Recognition of the different structural forms of the capsid protein determines the outcome following infection with porcine circovirus type 2

Abstract

Porcine circovirus type 2 (PCV2) capsid protein (CP) is the only protein necessary for the formation of the virion capsid, and recombinant CP spontaneously forms virus-like particles (VLPs). Located within a single CP subunit is an immunodominant epitope consisting of residues 169 to 180 [CP(169-180)], which is exposed on the surface of the subunit, but, in the structural context of the VLP, the epitope is buried and inaccessible to antibody. High levels of anti-CP(169-180) activity are associated with porcine circovirus-associated disease (PCVAD). The purpose of this study was to investigate the role of the immune response to monomer CP in the development of PCVAD. The approach was to immunize pigs with CP monomer, followed by challenge with PCV2 and porcine reproductive and respiratory syndrome virus (PRRSV). To maintain the CP immunogen as a stable monomer, CP(43-233) was fused to ubiquitin (Ub-CP). Size exclusion chromatography showed that Ub-CP was present as a single 33-kDa protein. Pigs immunized with Ub-CP developed a strong antibody response to PCV2, including antibodies against CP(169-180). However, only low levels of virus neutralizing activity were detected, and viremia levels were similar to those of nonimmunized pigs. As a positive control, immunization with baculovirus-expressed CP (Bac-CP) resulted in high levels of virus neutralizing activity, small amounts of anti-CP(169-180) activity, and the absence of viremia in pigs following virus challenge. The data support the role of CP(169-180) as an immunological decoy and illustrate the importance of the structural form of the CP immunogen in determining the outcome following infection.

Fig 1

Location of the CP(169–180) epitope within a single CP subunit and VLP. Depicted are the ribbon (A) and surface (B) maps of a single CP subunit. The blue and red residues form the epitope CP(169–180).
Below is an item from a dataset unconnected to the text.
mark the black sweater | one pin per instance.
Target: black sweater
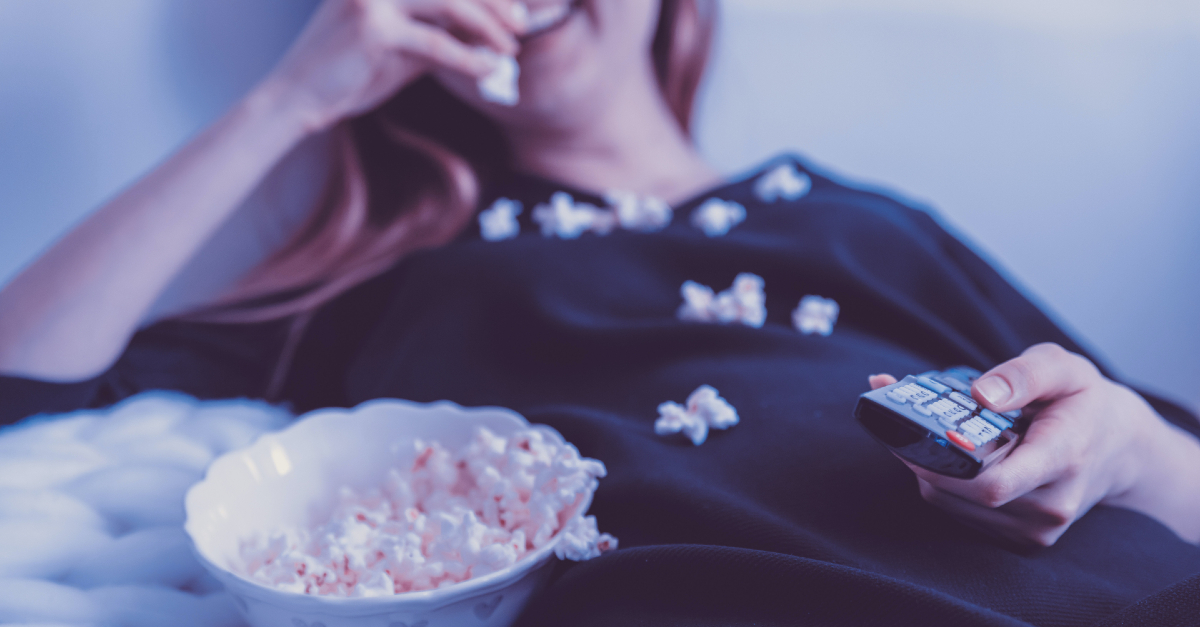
(795, 515)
The blue residues are important for antibody recognition (22). The VLP (C) shows the surface of the VLP with a single CP shown in green, red, and blue. The 173-Tyr residue is colored blue; however, due to it's location and orientation, it is not accessible on the surface of the VLP. The red and blue regions correspond to the same residues identified in panel A. Coordinates for the PCV2 CP(41–233) subunit and VLP were accessed through the RCSB Protein Data Bank (PDB code 3R0R) (2, 11) and loaded into the open source molecular visual program, Chimera (29). Term, terminus.

Fig 2

Study timeline. wks, weeks.

Fig 3

Size exclusion chromatography of CP(43–233). (A) SDS-PAGE gel showing affinity-purified Ub-CP. (B) Standard curve and size estimation for Ub-CP. A monogram of Ub-CP(43–233) eluted on a Sephacryl G-200 column was constructed by measuring total (solid line) and immunoreactive (dashed line) protein. Solid arrows show the location of the peaks for the BSA, Ub-GFP, and lysozyme standards. The dashed arrow shows the predicted peak for Ub-CP. The asterisks identify minor immunoreactive peaks, which may represent CP multimers. The elution volume of each fraction was 2 ml.

Fig 4

Total PCV2 and CP(169–180) oligopeptide antibody response. Total antibody (A) was measured by indirect fluorescent antibody assay (IFA). CP(169–180) immunoreactivity (B) was determined by ELISA using plates coated with BSA-conjugated CP(169–180). Results show the mean value for each group. Means with the same letter are not significantly different (P > 0.05).

Fig 5

PCV2 neutralizing activity. The 50% neutralizing activity (NA₅₀)/ml was determined by performing serum neutralization assays as described in Materials and Methods. The asterisk indicates means that are significantly different (P < 0.05).

Fig 6

PCV2 viremia. Data are shown as the means ± 1 standard deviation. Means with the same letter are not significantly different (P > 0.05).

Fig 7

Structural form of immunogen recognized by the host and relationship to outcome following PCV2 infection.